Clogged Demerara River maritime channel an economic emergency – Shipping Association

Local maritime officials are upbeat about the future of the shipping industry but have repeated their warning that the realization of the industry’s goals depends crucially on the speeding up of initiatives to clear the Demerara River channel.

And in a move seemingly designed to send another  reminder to the authorities regarding the negative consequences resulting from the protracted failure to dredge the channel  Chairman of the Managing Committee of the Shipping Association of Guyana (SAG), Desmond Sears, on  March 22 told the Association’s  Annual Dinner Awards presentation that the lack of a modern Demerara Harbour places the country adrift of much of the rest of the international community in terms of maritime development.

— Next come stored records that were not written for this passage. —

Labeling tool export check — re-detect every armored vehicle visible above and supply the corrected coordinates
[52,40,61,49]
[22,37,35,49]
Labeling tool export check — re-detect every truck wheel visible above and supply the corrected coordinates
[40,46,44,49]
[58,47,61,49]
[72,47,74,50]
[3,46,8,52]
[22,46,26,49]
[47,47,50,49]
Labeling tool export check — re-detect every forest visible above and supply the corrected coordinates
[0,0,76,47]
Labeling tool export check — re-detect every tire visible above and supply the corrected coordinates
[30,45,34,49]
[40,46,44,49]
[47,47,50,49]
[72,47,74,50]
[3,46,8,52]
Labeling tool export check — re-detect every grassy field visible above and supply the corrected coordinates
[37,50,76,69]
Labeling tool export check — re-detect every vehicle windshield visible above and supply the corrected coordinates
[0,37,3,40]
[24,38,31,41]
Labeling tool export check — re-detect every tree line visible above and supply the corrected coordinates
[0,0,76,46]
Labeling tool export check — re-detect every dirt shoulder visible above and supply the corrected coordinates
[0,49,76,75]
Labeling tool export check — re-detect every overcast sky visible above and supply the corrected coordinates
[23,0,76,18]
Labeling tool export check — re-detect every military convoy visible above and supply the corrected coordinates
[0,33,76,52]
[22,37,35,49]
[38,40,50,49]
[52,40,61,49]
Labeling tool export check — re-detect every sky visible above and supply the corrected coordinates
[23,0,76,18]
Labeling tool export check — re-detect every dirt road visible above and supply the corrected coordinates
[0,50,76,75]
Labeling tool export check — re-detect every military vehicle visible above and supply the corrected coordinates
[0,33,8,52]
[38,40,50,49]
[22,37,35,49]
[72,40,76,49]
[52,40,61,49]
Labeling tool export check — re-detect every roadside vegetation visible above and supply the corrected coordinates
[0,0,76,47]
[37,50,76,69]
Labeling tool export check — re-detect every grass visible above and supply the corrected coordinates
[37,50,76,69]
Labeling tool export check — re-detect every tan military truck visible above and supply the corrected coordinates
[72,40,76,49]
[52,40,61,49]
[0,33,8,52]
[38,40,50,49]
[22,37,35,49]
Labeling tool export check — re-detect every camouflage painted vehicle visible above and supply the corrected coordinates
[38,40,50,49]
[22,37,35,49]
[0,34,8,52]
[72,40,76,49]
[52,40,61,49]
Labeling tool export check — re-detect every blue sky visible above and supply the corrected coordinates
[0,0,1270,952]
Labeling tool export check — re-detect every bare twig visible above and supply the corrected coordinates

Containers being moved from Port Georgetown
Containers being moved from Port Georgetown

“The entire maritime world is moving ahead in leaps and bounds.  Countries all around us have either begun or completed the modernization of their sea ports.   Guyana must now be made ready to meet the stringent demands of shippers all around the world for more modern port facilities and more efficient operations,” Sears told  the awards ceremony.

The issue of the shallowness of the channel and its maritime and economic implications has been at the forefront of the shipping industry’s agenda for several years. On Friday, Sears detailed some of the current negative economic consequences and the likely future lost opportunities that could accrue from further delays in undertaking the dredging of the channel.

Alluding to the “severe limitations that the shallow draught of the Demerara River Channel imposes on maritime commerce” Sears told the forum that the restrictions placed on the size and weight of vessels and cargo entering or leaving Port Georgetown “has had a negative impact on shippers, the commercial sector, the public sector including GUYSUCO, and the private productive sector”. According to Sears the limitations of the channel have resulted in a significant slowing down of business. “Some Caribbean and international markets have been lost or reduced because cargo vessels could only take out limited volumes of cargo.  The same inefficiency applies to the movement of cargo inward,” he added.

Last year the SAG prepared a paper on the problems of the channel for the regional shipping journal Caribbean Maritime in which it suggested that the issues which have negatively affected opportunities for significant growth are, in several respects, linked to the delay in implementing port development measures including the dredging of the channel.

Despite concerns about the channel, however, Sears painted an optimistic picture of the prospects for the local maritime industry pointing out that the industry was likely to secure a significant boost following the commissioning of a Berbice Harbour. “We are already beginning to witness growth in that region…It is safe to assume that more small vessels will take to the waters to ferry goods via the Berbice and Demerara Rivers.  There will arise the need for representation,hence the intention of SAG to carry out outreach programmes in the Berbice business community,” Sears added.

Meanwhile, according to Sears, the SAG is moving to ensure that the requisite industry skills are readily available by intensifying training and skill development at the intermediary and tertiary levels.  He said that the Association had already  undertaken preliminary discussions with the Ministry of Education “to encourage the inclusion of maritime related subjects in the curricula of secondary and vocational training institutes in Guyana.” Additionally, Sears said, “SAG intends to continue discussions with the Critchlow Labour College, and the Caribbean Maritime Institute for technical assistance to resuscitate the Maritime Transportation and Transport Logistics diploma and degree level programmes at the University of Guyana.”